Since the development of the required infrastructure for charging of EVs will entail a significant amount of time and capital, there is a need for all stakeholders to make concerted efforts to streamline the process, establish business and billing models, and tackle regulatory issues. A smart grid framework is mandatory for evolving a ”smart” charging solution. With a smart grid, utilities get informed when and how EV charging occurs, collect EV-specific meter data, apply specific rates for EV charging, engage consumers with information on EV charging and collect data for greenhouse gas abatement credits.
With regard to infrastructure management, the development of robust, reliable and secure connectivity to the home EVSE is vital for remote support and eliminating unnecessary on-site service calls. There is a need to develop infrastructure for demand-side management (DSM). An EV charge management system needs to be formed as part of an integrated DSM operation infrastructure and the same needs to be tied with utility energy procurement and despatch.
Utilities can also undertake EVS integration with the distribution management system. This will give them greater flexibility in managing reliable delivery of electricity, including the planning or expansion of networks to accommodate EV demand.
Moreover, AMI integration is also recommended. It will allow them to separate EV charging energy from the primary meter with the help of a sub-meter and ensure seamless billing for EV charging at a separate rate. Moreover, utilities can easily track and report EV charging usage for greenhouse gas credits and to predict local reliability issues.
Besides infrastructure management, utilities need to develop capabilities pertaining to grid management. In this regard, utilities could work towards developing distributed intelligence, demand response (DR) integration and effective coordination with generation.
Smart grids bring embedded intelligence and communication facilities with devices on the electricity generation and distribution network, resulting in better grid management for EV charging. Moreover, a smart grid integrated with DR programmes can shape the electricity load by stopping and starting EV charging as needed. As such, utilities are able to reduce peak demand, optimise intermittent renewable energy generation by managing EV charging, and ultimately coordinate this generation with EV charging.
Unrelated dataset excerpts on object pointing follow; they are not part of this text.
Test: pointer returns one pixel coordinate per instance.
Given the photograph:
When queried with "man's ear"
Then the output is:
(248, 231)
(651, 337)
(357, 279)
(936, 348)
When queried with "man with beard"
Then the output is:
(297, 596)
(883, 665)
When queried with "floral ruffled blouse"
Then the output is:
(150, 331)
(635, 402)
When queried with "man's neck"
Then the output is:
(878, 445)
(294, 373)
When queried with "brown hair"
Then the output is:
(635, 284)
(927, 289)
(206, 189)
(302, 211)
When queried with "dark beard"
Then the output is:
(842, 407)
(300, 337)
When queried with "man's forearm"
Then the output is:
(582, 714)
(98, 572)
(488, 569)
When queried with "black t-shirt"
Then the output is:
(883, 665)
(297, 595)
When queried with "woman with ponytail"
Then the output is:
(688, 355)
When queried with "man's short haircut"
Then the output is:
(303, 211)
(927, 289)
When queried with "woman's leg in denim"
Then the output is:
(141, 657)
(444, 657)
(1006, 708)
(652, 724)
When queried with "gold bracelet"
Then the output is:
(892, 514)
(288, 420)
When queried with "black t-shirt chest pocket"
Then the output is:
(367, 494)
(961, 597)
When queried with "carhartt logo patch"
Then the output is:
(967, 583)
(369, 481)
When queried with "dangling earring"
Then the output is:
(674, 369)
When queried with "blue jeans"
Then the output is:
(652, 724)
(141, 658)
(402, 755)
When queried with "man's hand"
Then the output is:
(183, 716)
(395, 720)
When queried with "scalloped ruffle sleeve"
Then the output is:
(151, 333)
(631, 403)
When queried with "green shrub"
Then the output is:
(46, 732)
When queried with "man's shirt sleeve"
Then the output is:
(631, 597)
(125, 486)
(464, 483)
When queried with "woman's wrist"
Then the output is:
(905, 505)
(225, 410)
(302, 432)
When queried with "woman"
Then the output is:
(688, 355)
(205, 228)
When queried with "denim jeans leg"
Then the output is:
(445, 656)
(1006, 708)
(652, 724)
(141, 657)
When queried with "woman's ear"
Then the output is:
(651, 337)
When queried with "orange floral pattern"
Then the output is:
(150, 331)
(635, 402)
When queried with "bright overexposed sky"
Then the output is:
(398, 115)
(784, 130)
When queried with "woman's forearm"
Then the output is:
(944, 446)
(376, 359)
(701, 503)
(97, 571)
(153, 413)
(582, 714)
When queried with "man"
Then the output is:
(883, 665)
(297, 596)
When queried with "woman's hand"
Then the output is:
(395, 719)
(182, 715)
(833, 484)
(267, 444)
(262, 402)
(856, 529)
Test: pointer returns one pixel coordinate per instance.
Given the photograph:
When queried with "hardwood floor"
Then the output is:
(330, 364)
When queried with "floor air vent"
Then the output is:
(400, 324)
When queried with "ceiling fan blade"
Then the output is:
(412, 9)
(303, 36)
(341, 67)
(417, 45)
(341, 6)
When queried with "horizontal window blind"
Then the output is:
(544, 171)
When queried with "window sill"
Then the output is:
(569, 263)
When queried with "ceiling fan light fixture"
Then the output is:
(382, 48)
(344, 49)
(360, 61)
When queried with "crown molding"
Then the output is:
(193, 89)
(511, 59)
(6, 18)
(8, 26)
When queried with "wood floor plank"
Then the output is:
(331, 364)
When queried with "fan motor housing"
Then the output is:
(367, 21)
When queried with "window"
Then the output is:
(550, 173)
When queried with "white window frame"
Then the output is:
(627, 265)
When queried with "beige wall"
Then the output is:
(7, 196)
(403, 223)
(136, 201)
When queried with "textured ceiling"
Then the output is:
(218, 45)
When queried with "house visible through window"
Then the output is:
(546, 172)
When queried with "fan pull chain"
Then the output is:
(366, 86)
While electrification of the transportation sector poses numerous challenges, from the perspective of both utilities and consumers (high EV costs, long charging time, costly charging infrastructure, etc.), it also presents utilities with significant opportunities. Despite increased investment requirements, the addition of EVs will lead to the creation of new revenue streams with limited costs. However, in order to realise the full potential, all stakeholders must collaborate to develop an effective business model to deal with the potential impact of EVs.
In the Indian context, while the government has set tall targets, it will take more than a decade to deploy a significant number of EVs. That said, technologies too are expected to improve in the future and facilitate the integration of EVs with the power grid without much disruption.